Plus, the Giants have proved they can survive and thrive without Wilson because of the depth of their bullpen. Sergio Romo was dominant in the postseason and looks poised to take over as the team's closer. The Giants recently re-signed Jeremy Affeldt, who's proved he can get both left-handed and right-handed hitters out. The Giants also must decide whether or not to tender a contract to Santiago Casilla, who's a better bet than Wilson to stay healthy and be productive. There are enough options to where Wilson won't likely be missed.
Non-tendering Wilson may be the safe, smart move for the Giants, but that doesn't mean that the team shouldn't pursue Wilson in free agency once they cut him loose. If he would be open to a deal for a lower-base salary loaded with incentives, it'd be a low-risk move with a potentially high reward should Wilson bounce back from his injury. And if he somehow regained his dominant form, the backend of the Giants' bullpen would be even more fearsome than it already is.
The chances of that happening are slim, unfortunately. Given the state of the relief pitching market, there's likely a team out there that will offer Wilson more guaranteed money than the Giants would and bank on him being their closer. If and when the Giants non-tender him, Brian Wilson's days as a Giant are likely over.

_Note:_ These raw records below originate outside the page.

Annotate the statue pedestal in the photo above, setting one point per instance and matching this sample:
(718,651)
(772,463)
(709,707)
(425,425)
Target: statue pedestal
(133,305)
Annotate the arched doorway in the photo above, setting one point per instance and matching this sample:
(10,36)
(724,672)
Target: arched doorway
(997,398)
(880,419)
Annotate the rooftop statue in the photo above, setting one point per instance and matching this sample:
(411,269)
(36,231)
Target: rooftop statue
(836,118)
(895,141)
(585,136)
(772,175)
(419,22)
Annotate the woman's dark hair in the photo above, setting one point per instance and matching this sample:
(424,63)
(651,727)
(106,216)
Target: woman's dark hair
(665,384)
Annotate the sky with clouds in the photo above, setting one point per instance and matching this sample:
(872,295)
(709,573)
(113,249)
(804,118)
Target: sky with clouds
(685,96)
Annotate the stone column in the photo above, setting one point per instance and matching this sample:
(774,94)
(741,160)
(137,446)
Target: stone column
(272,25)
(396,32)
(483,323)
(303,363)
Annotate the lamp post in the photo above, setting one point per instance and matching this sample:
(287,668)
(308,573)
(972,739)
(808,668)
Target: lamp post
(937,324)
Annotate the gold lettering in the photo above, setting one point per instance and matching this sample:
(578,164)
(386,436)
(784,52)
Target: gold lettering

And while it's the smart move, it won't be the easiest move. His antics may be growing stale and his beard may be growing out of control, but Wilson was a force on the mound for the Giants. After years of suffering through Armando Benitez, Dustin Hermanson, Matt Herges, and others trying to close games, Wilson and his blazing fastball locked down a spot that had been a problem for the Giants for years. He was an unstoppable force during the team's 2010 run, pitching through high-pressure situations while likely damaging his elbow in the process. If he really is done in San Francisco, he left everything on the field.
No matter what happens between the San Francisco Giants and Brian Wilson, both will land on their feet. The Giants will still have an impressive collection of relievers, and Wilson will find a job with another team. It's sad, though, that one of the best closers San Francisco has seen won't finish his career with the Giants. But it seems like the writing is on the wall, and it's time for the two sides to split.
If this is the end, thanks for a great run, Brian Wilson. And cut that ridiculous beard.